Usually, the stations are located in plains or mountain valleys, which mean that interpolations on the surrounding alpine grid points need to be revised in terms of topography. The dataset used in this study, CN05.1, was implemented using ANSPLIN software, and the resulting revised coefficient is a uniform value across the application area, which varies somewhat depending on the number of sites used. This dataset still has the uncertainties which can also influence the validation result, although this dataset has been quality controlled and estimated by other studies32,33,34,35. In the future, consideration could be given to interpolating the values separately in different regions after appropriate partitioning by climate characteristics. In addition, the use of reanalysis data to drive high-resolution regional climate models could be attempted and spatially and temporally varying terrain revision parameters could be analyzed in the simulation results and used to interpolate the observations. Therefore, we should also consider the uncertainty in the CN05.1 dataset when evaluating accuracy.
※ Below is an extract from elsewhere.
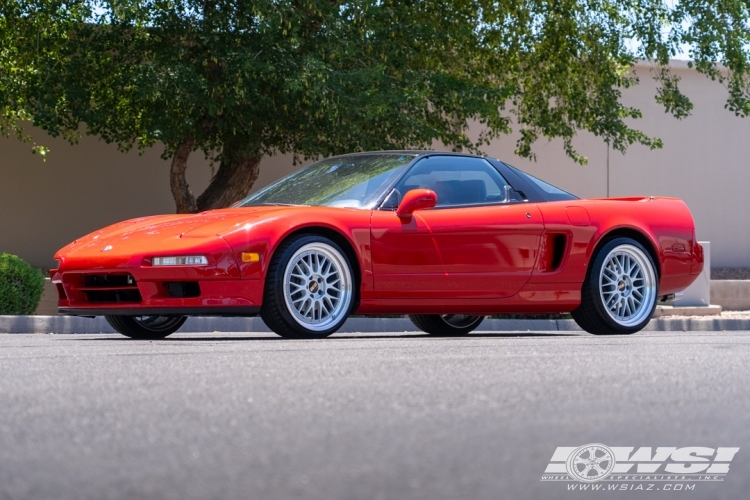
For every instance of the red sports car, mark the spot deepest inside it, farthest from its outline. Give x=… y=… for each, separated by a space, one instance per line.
x=444 y=238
This study finds that the ERA5 precipitation data are in better agreement with the observational data at altitudes below 1000 m, with deviations close to 1% and a general CC more than 0.6. However, significant differences are observed in mountainous areas with an average elevation above 4000 m, especially on the Tibetan Plateau. This indicates that elevation-induced Bias may be the cause of uncertainty in the accuracy of the data, while the scarcity of meteorological stations at high altitudes may also lead to Bias in the generated gridded data. Therefore, when applied to Tibetan Plateau, the altitude correction and gridded data analysis should be taken into account39,42,43,44. Zhao et al. analyzed the relationship between terrain correction and reanalysis of surface temperature errors between National Centers for Environmental Prediction–National Center for Atmospheric Research (NCEP–NCAR) and ERA-40 using meteorological station data and found that the deviation is usually proportional to the increase in local elevation and terrain complexity45. Gao and Hao analyzed the difference between ERA-Interim elevation and observed station elevation and pointed out that elevation differences can affect the accuracy of the reanalysis data, especially in areas with higher elevations46.

Conclusions

This study synthesizes and evaluates the performance of the ERA5 annual and seasonal precipitation data at different temporal scales and locations from 1979 to 2018 based on gridded observational data in China. The results show that the ERA5 precipitation data can capture the temporal-spatial patterns of the observed precipitation in China, with a generally high accuracy but slight overestimation of regional precipitation over Chinese mainland, especially in the summer. However, the trend variation of ERA5 precipitation data is dramatically different from the observed data in spatial distribution, both on annual and seasonal scales. The accuracy of the precipitation products is strongly correlated with the topographic distribution and climatic divisions. Furthermore, this study suggests that extra care should be taken to consider precipitation uncertainty at high altitudes when applying the ERA5 precipitation reanalysis data. These results help us to further understand the error sources, the rational application of the reanalysis products and the potential improvements for the next generation of products.